W niektórych rejonach Polski w piątek napadało tyle deszczu, ile zazwyczaj przypada na cały miesiąc. Na Dolnym Śląsku spadło „tylko” 20–30 mm, a w górach pojawił się pierwszy śnieg.
Dzisiaj rano (sobota 4 listopada) przywitało nas błękitne niebo i przyjemne, nieco chłodne powietrze o temperaturze 11 stopni Celsjusza.
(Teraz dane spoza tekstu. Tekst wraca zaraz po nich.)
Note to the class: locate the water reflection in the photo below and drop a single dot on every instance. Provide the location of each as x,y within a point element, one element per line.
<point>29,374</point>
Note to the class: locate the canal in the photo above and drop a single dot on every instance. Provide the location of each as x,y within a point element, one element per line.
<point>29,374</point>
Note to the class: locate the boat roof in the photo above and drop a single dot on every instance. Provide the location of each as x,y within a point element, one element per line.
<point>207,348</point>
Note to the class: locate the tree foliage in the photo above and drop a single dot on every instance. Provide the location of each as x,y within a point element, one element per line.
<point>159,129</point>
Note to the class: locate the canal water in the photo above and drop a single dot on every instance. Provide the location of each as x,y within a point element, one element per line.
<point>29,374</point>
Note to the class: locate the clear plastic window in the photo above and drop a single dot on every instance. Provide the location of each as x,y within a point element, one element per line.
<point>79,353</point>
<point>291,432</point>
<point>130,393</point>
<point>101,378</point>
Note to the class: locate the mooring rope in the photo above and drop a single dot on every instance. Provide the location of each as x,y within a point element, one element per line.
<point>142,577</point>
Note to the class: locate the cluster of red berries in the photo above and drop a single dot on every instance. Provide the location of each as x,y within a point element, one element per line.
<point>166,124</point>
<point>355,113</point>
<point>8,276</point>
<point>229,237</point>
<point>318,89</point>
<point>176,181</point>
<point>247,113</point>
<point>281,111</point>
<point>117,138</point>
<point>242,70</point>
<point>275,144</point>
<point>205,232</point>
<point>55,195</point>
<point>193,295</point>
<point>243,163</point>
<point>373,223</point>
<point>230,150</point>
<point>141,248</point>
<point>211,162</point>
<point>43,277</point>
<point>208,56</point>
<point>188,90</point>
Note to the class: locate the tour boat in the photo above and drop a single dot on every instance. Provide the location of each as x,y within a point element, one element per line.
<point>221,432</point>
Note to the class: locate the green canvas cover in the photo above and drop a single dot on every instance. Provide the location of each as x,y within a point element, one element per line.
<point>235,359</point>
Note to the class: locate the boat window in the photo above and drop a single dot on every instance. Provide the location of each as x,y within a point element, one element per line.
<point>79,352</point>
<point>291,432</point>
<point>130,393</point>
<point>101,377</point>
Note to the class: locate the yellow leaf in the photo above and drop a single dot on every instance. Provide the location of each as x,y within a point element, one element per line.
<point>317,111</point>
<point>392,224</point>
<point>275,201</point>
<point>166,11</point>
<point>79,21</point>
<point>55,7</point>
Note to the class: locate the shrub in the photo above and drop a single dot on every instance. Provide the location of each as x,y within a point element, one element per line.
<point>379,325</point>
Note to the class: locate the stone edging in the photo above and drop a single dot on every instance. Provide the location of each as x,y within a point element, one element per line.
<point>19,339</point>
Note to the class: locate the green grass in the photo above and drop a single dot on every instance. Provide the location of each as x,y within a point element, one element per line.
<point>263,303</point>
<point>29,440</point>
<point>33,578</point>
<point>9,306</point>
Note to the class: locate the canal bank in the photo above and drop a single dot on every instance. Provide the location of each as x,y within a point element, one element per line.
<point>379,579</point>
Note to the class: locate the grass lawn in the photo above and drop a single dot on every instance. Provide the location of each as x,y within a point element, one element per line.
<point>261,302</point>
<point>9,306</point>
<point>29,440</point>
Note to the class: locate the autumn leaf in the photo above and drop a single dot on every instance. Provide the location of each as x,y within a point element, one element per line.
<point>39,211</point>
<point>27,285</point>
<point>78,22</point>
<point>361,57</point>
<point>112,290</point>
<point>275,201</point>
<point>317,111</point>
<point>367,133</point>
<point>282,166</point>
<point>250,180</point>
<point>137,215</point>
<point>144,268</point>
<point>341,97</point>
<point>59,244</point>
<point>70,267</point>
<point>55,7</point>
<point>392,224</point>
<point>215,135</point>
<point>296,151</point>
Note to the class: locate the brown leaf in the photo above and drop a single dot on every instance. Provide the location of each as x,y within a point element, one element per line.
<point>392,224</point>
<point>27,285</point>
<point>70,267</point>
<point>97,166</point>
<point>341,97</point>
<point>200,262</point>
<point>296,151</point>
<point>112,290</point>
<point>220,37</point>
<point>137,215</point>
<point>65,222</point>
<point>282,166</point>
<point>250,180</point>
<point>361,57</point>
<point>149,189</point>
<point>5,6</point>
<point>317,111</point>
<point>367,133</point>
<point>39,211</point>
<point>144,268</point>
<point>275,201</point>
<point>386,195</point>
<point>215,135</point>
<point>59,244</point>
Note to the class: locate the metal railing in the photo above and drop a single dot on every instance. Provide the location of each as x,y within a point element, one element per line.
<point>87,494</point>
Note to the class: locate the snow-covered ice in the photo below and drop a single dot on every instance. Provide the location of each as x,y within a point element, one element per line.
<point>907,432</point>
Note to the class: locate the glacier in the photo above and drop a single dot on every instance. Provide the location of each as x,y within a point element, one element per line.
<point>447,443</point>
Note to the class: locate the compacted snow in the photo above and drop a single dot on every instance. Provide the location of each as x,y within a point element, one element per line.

Ale Jakub Gawron, meteorolog z Instytutu Meteorologii i Gospodarki Wodnej, ostrzega, że to nie potrwa długo.
Niedziela we Wrocławiu
W niedzielę oraz w nocy z niedzieli na poniedziałek powinniśmy być przygotowani na porywisty wiatr wiejący z prędkością 55–60 km/h.
Nie jest to pogoda zasługująca na ostrzeżenia, wszystko jest w normie. Jedyne na co warto zwrócić uwagę, to odczuwalna temperatura, która będzie niższa, niż wskazują termometry.Jakub Gawron, meteorolog z Instytutu Meteorologii i Gospodarki Wodnej
A ile wskażą wrocławskie termometry? W niedzielę i poniedziałek 13–14 stopni Celsjusza.
Będzie też padało, ale umiarkowanie.
Niedziela na Pogórzu Sudeckim i w Sudetach
Również na Dolnym Śląsku pogoda będzie się zmieniała. W niedzielę i poniedziałek wiatr na Pogórzu Sudeckim osiągnie prędkość 65 km/h. W Sudetach jednak z obecnych 90 km/h wiatr zwiększy moc najpierw do 100 km/h (w nocy z soboty na niedzielę), a później nawet do 120 km/h (w nocy z niedzieli na poniedziałek).
Czekają nas opady. W niedzielę deszcz, a z niedzieli na poniedziałek deszcz ze śniegiem i śnieg.
Temperatura nieco powyżej 0 stopni Celsjusza.